Бог, конечно, играл большую роль в надеждах и соображениях ольховатцев. Но эти соображения больше касались очень неясных предметов и очень отдалённого будущего. В сущности же во всех невыдуманных, земных предметах, сколько-нибудь близких и осязательных, эту должность верховного владыки мира постоянно исправлял ольховатский барин. «Барину скажу», «барин не велел», «барин приказал» — вот были немногосложные тезисы этого символа веры, которого твёрдо держались ольховатцы. «Отцу скажу», «отец не велел», «отец приказал», — разнообразились эти тезисы в стенах барских хором. Эти короткие слова, как статьи уголовного кодекса, как скрижали Божьих заповедей, разрешали всякие наши споры и недоумения, предупреждали всякие наши преступления. И мать, и учителя, и гувернантки, и няньки, и дядьки, — все смело опирались на непоколебимый авторитет этих слов: «Отцу скажу», «отец не велел». Все мы хорошо понимали, что значили эти слова, и редко кто соблазнялся испытать их действительную силу на собственном опыте.

Кабинет отца представлялся нам всем, детям, чем-то вроде того, чем представляется невежественному пассажиру парохода таинственное нутро его, в котором непостижимо ворочается паровая машина. Он не может дать себе отчёта, что там, но только смутно чует, что там, в этом тёмном провале, где стучат стальные рычаги, где с шумом снуют поршни, откуда безостановочно валит сквозь трубы дым и пар, — там пребывает что-то страшное, к чему опасно приблизиться, какая-то могучая центральная сила, которая всем управляет, всё приводит в движение. С замирающим от страха сердцем и суеверным благоговением, как в священное капище, переступала наша детская нога порог отцовского кабинета и, конечно, только в редких, особенных случаях, почти всегда сопряжённых с какими-нибудь зловещими ожиданиями.

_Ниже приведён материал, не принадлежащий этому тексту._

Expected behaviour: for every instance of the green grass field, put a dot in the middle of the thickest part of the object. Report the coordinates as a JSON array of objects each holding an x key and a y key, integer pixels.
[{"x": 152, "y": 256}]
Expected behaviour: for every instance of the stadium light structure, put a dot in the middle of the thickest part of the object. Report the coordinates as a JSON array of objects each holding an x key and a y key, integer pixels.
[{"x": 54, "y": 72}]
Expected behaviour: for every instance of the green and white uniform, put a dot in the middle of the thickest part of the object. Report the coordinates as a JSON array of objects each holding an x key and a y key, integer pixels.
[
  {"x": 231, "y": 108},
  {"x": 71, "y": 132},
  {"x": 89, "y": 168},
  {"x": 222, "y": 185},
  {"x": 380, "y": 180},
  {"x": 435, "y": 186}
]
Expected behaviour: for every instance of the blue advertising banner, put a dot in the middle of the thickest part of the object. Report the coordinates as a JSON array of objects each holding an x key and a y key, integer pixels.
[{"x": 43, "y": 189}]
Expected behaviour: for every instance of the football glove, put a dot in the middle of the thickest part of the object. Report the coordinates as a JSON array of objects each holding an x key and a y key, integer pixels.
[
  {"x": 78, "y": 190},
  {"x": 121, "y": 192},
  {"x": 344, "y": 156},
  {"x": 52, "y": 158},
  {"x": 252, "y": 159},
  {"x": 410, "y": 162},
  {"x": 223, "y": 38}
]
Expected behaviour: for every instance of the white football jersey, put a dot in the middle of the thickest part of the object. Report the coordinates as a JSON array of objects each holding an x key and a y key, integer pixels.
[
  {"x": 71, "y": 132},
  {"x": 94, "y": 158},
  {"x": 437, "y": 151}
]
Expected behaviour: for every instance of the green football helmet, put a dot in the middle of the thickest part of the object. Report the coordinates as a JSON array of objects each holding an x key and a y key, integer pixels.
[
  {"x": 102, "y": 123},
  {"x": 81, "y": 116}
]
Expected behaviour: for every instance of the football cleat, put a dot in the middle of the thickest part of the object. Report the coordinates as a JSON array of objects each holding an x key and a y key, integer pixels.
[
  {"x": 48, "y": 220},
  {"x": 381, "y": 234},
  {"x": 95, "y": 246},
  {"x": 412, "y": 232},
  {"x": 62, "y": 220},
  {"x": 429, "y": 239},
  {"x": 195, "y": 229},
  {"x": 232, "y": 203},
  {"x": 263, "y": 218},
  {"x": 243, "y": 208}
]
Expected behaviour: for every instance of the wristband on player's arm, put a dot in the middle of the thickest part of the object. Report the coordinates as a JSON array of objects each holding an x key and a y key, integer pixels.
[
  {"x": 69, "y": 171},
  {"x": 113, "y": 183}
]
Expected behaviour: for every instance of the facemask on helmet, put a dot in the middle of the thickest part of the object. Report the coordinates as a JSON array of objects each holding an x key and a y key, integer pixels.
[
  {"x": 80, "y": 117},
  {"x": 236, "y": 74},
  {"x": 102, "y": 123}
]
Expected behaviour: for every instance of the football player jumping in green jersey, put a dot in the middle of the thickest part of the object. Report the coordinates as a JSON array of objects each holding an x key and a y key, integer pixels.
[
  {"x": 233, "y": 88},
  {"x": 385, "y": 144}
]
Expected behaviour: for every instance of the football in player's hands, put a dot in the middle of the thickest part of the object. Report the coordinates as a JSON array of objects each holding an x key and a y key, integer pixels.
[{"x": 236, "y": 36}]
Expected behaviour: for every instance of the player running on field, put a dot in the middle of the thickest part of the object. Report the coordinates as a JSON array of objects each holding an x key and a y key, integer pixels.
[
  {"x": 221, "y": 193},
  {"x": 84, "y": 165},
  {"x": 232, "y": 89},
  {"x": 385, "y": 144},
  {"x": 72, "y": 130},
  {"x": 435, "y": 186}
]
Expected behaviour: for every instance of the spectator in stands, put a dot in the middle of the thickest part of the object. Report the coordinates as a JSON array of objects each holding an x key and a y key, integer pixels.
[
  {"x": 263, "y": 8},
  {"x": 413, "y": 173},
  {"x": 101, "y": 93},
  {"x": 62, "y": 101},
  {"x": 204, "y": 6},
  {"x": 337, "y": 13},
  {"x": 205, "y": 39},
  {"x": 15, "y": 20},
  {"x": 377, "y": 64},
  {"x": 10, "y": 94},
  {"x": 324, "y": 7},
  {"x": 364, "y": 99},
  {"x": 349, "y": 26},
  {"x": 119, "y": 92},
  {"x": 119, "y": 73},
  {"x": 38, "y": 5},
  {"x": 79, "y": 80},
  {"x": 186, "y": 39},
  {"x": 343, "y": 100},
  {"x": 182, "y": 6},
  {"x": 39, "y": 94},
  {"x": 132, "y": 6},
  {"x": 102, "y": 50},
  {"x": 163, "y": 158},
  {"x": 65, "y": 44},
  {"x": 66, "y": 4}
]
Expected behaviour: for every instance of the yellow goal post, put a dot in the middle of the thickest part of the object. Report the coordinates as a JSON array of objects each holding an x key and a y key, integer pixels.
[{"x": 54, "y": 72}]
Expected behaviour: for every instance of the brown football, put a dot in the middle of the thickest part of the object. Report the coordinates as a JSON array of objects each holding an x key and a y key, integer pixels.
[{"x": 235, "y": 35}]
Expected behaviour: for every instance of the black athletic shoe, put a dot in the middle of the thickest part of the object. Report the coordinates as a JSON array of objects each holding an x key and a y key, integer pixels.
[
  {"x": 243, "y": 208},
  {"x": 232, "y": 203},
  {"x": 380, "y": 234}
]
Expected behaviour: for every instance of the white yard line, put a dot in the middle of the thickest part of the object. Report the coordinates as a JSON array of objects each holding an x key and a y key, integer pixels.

Войти в кабинет в одиночку, без матери, — это был в глазах наших геройский подвиг, на который решались только немногие смельчаки из числа братьев. Заговорить самому с отцом, да ещё наедине — это казалось выше наших сил. Этот длинный ореховый стол, уставленный лампами, свечами, чернильницами, печатями и всевозможными письменными принадлежностями, которые десять лет сряду педантически лежат всё на одних и тех же местах, в строжайшей симметрии, — те же исписанные бумажки под счётами, те же тоненькие книжки под прессом с мраморным яйцом, та же большая чёрная бабочка под чернильницей для обтирания перьев, с бархатными крыльями, с глазами и усиками из бисера, казавшаяся нам верхом изящного вкуса и художественности, — всё это производило на меня такое впечатление величия, таинственности, серьёзности, как и те малопонятные мне предметы в виде больших кубков, церквей, копий, тройных подсвечников, что загадочно сверкали серебром и золотом с парчового престола, сквозь царские двери нашего деревенского храма.

Кабинет отца носил на себе отпечаток чего-то особенного, не похожего на другие комнаты. Всё в нём было неподвижно и определённо, как законы природы, и никогда ничья рука, даже рука матери, не осмеливалась нарушить в пустейших подробностях от века установленного распорядка. Гитара всегда висела в своём углу за книжным шкафом красного дерева, около кинжала и сабли — этих предметов особенного восхищения и особенного любопытства нашего; барометр всегда около двери, чубуки с бисерными чехлами, с громадными янтарями, с узорными глиняными трубками, каждая непременно в том самом гнёздышке круглого грушевого станочка, куда она была засунута в первый раз грозною рукою домовладыки.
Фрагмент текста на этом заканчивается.